Porsche AG has an ambitious plan to boost operating profit by €6bn (around R94bn) over eight years by streamlining operations as the automaker spends more to develop and manufacture electric cars, according to people with knowledge of the matter.

Porsche aims to boost earnings before interest and taxes by about €750m manually over a timeframe starting this year and running through 2025 by increasing efficiencies, cutting costs and boosting earnings from new business such as digital offerings, said the people, who asked not to be identified because the discussions are private.

The increase is necessary to maintain the Volkswagen AG brand’s target of a 15% return on sales.
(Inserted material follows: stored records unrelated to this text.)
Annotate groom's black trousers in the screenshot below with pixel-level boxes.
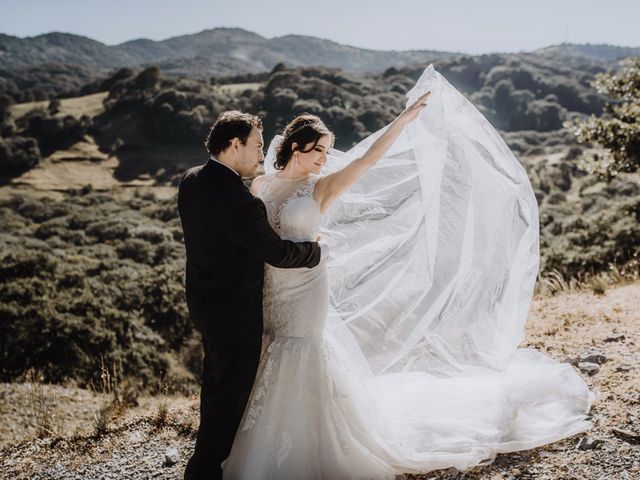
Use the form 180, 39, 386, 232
178, 160, 320, 480
187, 297, 262, 479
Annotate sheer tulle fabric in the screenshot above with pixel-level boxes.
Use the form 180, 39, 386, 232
225, 66, 593, 478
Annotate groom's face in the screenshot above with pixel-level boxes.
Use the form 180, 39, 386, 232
237, 127, 264, 177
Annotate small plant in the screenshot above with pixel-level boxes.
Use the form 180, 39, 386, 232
93, 359, 128, 435
23, 369, 63, 438
589, 276, 609, 295
153, 375, 170, 428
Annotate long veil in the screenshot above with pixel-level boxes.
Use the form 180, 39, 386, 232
265, 65, 594, 462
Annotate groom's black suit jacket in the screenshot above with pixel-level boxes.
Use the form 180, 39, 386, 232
178, 160, 320, 480
178, 160, 320, 334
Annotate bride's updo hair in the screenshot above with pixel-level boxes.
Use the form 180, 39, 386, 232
273, 113, 333, 170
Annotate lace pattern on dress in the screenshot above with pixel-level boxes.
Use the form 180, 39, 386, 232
259, 173, 321, 235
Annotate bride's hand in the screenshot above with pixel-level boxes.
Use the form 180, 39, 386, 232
396, 92, 431, 125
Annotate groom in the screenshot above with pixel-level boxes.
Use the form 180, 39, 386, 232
178, 111, 321, 480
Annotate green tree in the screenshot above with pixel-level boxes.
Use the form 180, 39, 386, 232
565, 57, 640, 180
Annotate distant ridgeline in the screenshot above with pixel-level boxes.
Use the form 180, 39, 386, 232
0, 29, 640, 390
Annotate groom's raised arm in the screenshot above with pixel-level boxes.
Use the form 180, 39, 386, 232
221, 192, 321, 268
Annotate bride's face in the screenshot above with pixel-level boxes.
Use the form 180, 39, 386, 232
291, 135, 333, 173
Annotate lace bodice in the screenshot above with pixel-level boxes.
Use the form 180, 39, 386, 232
258, 174, 329, 338
258, 174, 322, 242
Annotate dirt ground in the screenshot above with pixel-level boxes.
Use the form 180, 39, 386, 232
0, 283, 640, 480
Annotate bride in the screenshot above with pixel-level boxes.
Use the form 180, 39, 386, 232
224, 66, 593, 480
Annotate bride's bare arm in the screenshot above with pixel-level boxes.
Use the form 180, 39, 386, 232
249, 175, 264, 196
313, 92, 431, 213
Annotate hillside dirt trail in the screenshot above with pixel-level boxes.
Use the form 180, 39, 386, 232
0, 283, 640, 480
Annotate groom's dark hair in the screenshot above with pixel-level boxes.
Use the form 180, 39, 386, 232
205, 110, 262, 155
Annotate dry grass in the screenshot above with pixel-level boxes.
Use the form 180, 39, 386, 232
218, 83, 262, 95
93, 360, 137, 435
9, 92, 108, 119
534, 261, 640, 296
21, 370, 63, 438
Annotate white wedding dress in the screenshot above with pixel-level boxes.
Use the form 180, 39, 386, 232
224, 66, 593, 480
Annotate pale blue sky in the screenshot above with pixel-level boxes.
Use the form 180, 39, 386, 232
0, 0, 640, 53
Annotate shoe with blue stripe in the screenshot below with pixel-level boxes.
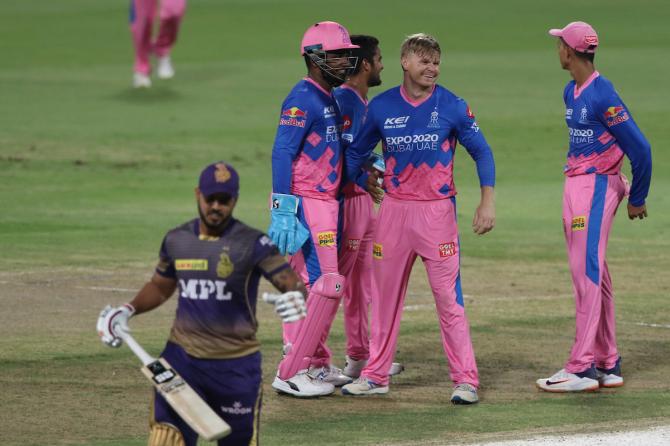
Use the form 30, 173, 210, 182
535, 366, 600, 393
596, 356, 623, 388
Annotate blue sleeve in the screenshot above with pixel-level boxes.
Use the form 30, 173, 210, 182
596, 93, 651, 206
344, 101, 381, 189
272, 96, 314, 194
456, 99, 496, 187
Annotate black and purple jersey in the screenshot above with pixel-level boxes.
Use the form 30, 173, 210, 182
156, 219, 288, 359
345, 85, 495, 200
563, 71, 651, 206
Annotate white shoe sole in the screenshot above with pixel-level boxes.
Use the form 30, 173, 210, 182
535, 378, 600, 393
272, 377, 335, 398
342, 386, 389, 396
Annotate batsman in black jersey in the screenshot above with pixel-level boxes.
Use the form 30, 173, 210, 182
98, 162, 307, 446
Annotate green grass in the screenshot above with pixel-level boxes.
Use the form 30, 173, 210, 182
0, 0, 670, 446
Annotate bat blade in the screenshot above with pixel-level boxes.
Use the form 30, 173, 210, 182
142, 358, 231, 441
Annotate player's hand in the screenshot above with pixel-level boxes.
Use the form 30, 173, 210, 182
97, 304, 135, 348
263, 291, 307, 322
268, 194, 309, 255
472, 187, 496, 235
366, 170, 384, 204
628, 203, 647, 220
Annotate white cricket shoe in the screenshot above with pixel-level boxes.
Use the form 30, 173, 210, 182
389, 362, 405, 376
451, 383, 479, 404
596, 357, 623, 388
133, 71, 151, 88
272, 371, 335, 398
156, 56, 174, 79
535, 367, 600, 392
342, 376, 389, 396
342, 355, 368, 379
309, 364, 353, 387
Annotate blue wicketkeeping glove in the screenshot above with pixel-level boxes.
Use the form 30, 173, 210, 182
365, 152, 386, 186
268, 194, 309, 255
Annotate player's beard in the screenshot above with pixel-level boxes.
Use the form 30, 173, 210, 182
198, 206, 230, 234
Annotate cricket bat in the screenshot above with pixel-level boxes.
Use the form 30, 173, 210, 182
118, 330, 231, 441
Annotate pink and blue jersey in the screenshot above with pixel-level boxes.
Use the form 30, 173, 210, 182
333, 84, 368, 197
272, 78, 342, 199
563, 71, 651, 206
345, 85, 495, 200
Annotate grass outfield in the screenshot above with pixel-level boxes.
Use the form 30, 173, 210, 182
0, 0, 670, 446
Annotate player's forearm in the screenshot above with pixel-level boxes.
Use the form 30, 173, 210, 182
130, 274, 177, 314
480, 186, 495, 207
270, 267, 308, 297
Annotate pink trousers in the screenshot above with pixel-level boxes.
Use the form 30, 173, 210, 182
283, 197, 346, 367
563, 174, 627, 373
339, 193, 377, 360
130, 0, 186, 75
361, 196, 479, 387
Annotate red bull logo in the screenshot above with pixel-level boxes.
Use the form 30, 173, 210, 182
603, 105, 629, 127
279, 107, 307, 127
281, 107, 307, 118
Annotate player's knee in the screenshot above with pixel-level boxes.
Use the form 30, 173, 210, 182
311, 273, 344, 299
147, 423, 186, 446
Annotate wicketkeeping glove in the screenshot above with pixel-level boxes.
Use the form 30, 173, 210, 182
366, 152, 386, 186
263, 291, 307, 322
268, 194, 309, 255
97, 304, 135, 348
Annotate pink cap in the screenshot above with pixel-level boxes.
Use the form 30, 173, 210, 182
300, 22, 359, 55
549, 22, 598, 53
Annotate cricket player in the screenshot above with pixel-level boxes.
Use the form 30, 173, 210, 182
537, 22, 651, 392
333, 35, 403, 378
129, 0, 186, 88
98, 162, 307, 446
269, 22, 358, 397
342, 34, 495, 404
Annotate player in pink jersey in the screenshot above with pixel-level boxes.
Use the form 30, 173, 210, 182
342, 34, 495, 404
129, 0, 186, 88
536, 22, 651, 392
333, 35, 403, 378
268, 22, 358, 397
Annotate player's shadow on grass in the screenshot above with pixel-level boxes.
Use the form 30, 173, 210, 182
111, 86, 183, 105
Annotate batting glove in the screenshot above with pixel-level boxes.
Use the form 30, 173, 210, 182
263, 291, 307, 322
268, 194, 309, 255
97, 304, 135, 348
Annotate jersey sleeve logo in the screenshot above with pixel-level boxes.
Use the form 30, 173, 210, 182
604, 105, 630, 127
570, 215, 586, 231
279, 107, 307, 127
342, 115, 352, 131
216, 252, 235, 279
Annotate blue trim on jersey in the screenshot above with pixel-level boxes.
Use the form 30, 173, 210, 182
297, 197, 321, 285
586, 175, 608, 285
128, 0, 137, 25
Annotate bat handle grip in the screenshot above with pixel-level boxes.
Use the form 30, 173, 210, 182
119, 330, 156, 365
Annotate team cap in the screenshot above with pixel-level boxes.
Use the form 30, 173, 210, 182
549, 22, 598, 54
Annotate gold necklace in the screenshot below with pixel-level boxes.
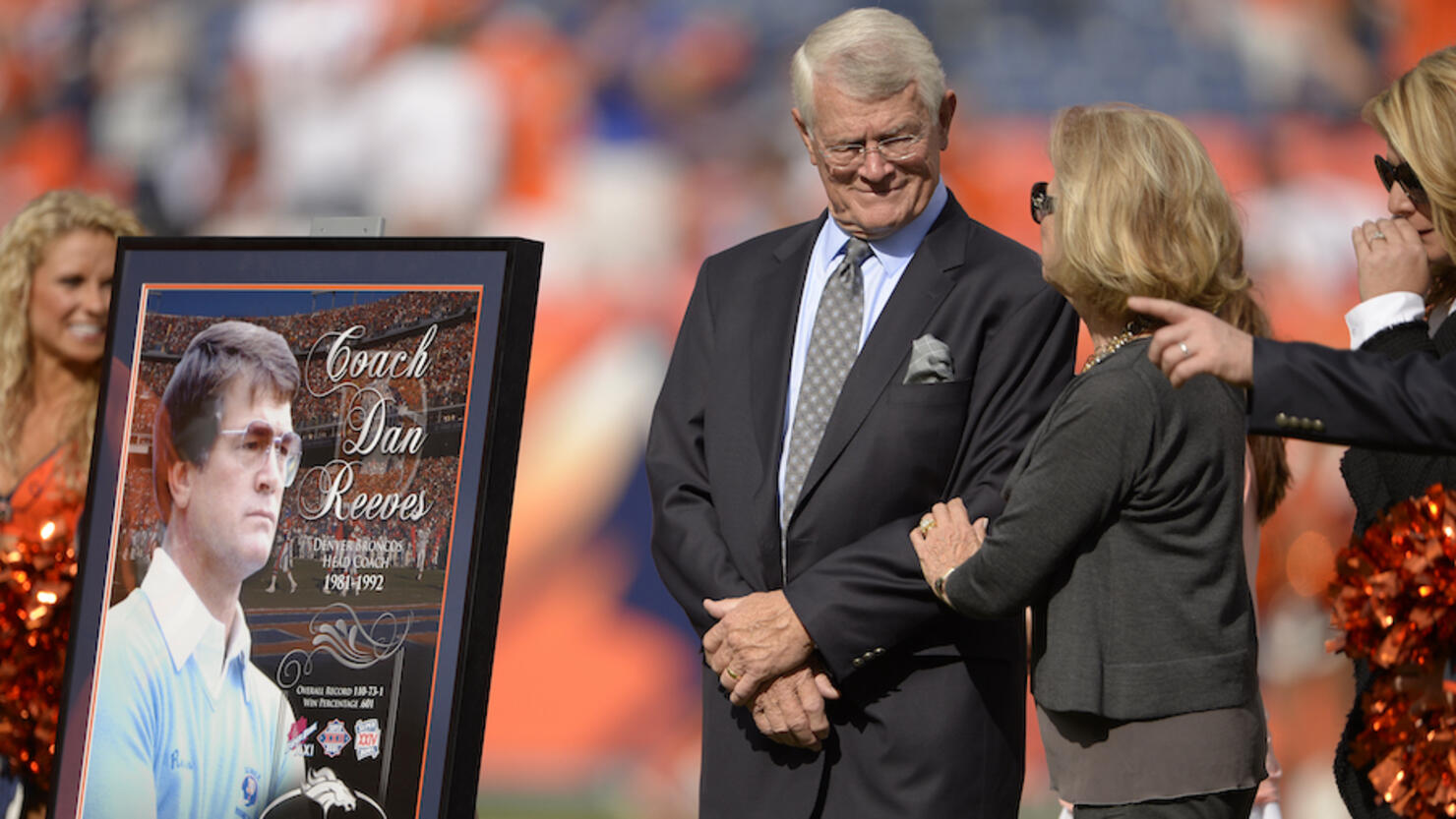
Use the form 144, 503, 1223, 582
1082, 322, 1153, 373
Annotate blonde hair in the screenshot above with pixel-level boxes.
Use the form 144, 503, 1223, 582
1047, 105, 1290, 521
789, 9, 945, 130
1362, 46, 1456, 301
1047, 105, 1249, 322
0, 191, 145, 485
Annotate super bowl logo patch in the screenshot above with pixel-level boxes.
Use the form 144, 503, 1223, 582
243, 768, 258, 807
287, 717, 319, 756
319, 720, 351, 756
354, 719, 379, 759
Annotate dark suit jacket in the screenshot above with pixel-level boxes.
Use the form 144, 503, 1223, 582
1249, 332, 1456, 452
646, 197, 1076, 819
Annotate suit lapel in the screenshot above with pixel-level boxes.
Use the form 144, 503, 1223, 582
1431, 308, 1456, 356
795, 197, 971, 516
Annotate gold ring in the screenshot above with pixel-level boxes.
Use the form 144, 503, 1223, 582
919, 512, 935, 537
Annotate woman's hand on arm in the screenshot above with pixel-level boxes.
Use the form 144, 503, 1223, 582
1127, 295, 1253, 387
910, 497, 986, 608
1350, 218, 1431, 301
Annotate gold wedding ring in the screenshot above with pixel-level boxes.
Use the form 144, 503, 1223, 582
917, 512, 935, 537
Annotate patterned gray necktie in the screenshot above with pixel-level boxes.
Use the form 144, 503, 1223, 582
779, 237, 870, 530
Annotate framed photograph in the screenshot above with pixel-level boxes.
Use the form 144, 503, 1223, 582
49, 237, 542, 819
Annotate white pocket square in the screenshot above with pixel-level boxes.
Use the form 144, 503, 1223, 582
904, 333, 955, 384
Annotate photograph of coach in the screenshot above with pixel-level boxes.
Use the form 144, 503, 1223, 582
83, 322, 304, 819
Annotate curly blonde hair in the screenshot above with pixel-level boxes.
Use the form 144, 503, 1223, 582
1047, 103, 1249, 322
1362, 46, 1456, 304
0, 191, 145, 483
1047, 103, 1290, 511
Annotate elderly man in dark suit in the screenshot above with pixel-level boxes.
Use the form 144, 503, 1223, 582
648, 9, 1076, 819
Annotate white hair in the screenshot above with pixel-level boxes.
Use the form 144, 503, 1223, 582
789, 9, 945, 130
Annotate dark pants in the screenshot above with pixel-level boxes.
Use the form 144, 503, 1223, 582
1071, 789, 1258, 819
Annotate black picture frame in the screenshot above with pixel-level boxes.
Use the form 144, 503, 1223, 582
49, 237, 542, 819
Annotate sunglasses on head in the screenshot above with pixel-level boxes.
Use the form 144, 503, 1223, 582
1031, 182, 1057, 224
217, 421, 303, 486
1374, 154, 1429, 205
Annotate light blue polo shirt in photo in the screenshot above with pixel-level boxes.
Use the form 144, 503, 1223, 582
82, 549, 303, 819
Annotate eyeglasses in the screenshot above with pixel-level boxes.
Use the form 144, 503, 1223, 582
1031, 182, 1057, 224
217, 421, 303, 486
819, 133, 925, 170
1374, 154, 1429, 205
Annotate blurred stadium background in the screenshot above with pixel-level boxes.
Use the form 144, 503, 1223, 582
0, 0, 1456, 819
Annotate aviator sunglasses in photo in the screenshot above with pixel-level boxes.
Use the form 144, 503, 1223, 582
1031, 182, 1057, 224
1374, 154, 1429, 205
217, 421, 303, 486
819, 131, 925, 170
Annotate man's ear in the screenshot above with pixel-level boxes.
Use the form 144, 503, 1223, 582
789, 107, 819, 166
940, 88, 955, 151
167, 458, 197, 509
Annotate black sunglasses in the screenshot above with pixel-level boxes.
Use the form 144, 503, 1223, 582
1374, 154, 1429, 205
1031, 182, 1057, 224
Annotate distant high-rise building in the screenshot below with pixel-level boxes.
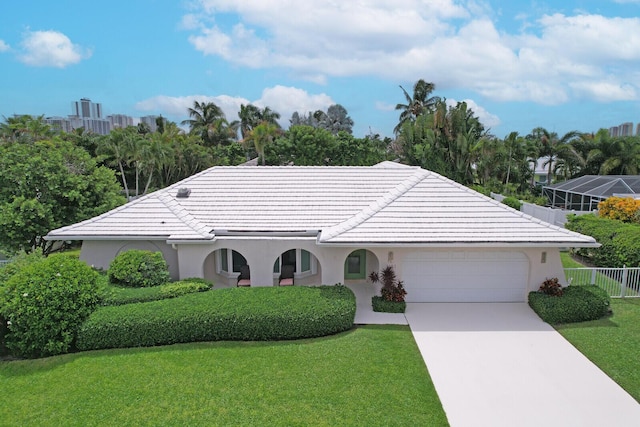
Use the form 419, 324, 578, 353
44, 117, 73, 133
69, 98, 111, 135
71, 98, 102, 119
618, 122, 633, 136
107, 114, 133, 129
140, 116, 158, 132
609, 122, 640, 137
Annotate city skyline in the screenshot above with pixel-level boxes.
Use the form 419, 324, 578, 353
0, 0, 640, 138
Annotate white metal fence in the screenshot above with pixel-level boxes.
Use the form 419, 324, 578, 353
564, 267, 640, 298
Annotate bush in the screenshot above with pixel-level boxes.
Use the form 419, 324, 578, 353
598, 197, 640, 223
108, 249, 170, 288
160, 278, 213, 298
371, 295, 407, 313
565, 215, 640, 267
102, 278, 213, 305
529, 285, 611, 323
539, 277, 562, 297
78, 286, 356, 350
502, 197, 522, 211
0, 250, 44, 356
369, 265, 407, 302
0, 250, 44, 286
0, 254, 99, 357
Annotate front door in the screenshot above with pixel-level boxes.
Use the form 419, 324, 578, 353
344, 249, 367, 280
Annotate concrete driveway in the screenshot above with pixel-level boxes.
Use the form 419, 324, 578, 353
406, 303, 640, 427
Porsche declined to comment.

More agile

Keeping returns flowing at Porsche is key to Volkswagen’s plan to make the world’s largest automaker a more agile company and face the industry’s unprecedented shift to self-driving and electric cars head on. Carmakers readying electric lineups are pushing for savings elsewhere to offset lower profits from battery-powered cars when compared to vehicles with combustion engines.

Take Porsche’s first electric offering as an example of the quandary facing automakers. Cars like the four-door Taycan, which comes to market next year, will cost from €6 000 to €10 000 more to produce than a comparable traditional model, the people said.

Electric mobility

Those costs won’t be passed on to customers, meaning spending reductions need to be made elsewhere to maintain high profitability, they said. In total, the sports-car maker is investing more than €6bn through 2022 on electric mobility.

After 2025, the German manufacturer anticipates that the efficiency push will improve profit by about €2bn annually, the people said. VW’s most profitable brand generated €4.1bn in operating profit and €23.5bn in revenue last year. The operating margin of more than 17% compares to single-digit return on sales at most mass-market carmakers.

Porsche is working on electric-car technology with sister brand Audi and is considering using the jointly developed underpinnings to offer electric versions of existing models like the Macan compact sport utility vehicle. Porsche has said the first cars from the new platform are planned for late 2021.

Porsche expects half of deliveries will be fully-electric or hybrid cars in 2025. Developing vehicles with combustion engines won’t be economically viable from 2030 onward under the goals of the Paris Climate accord, they said.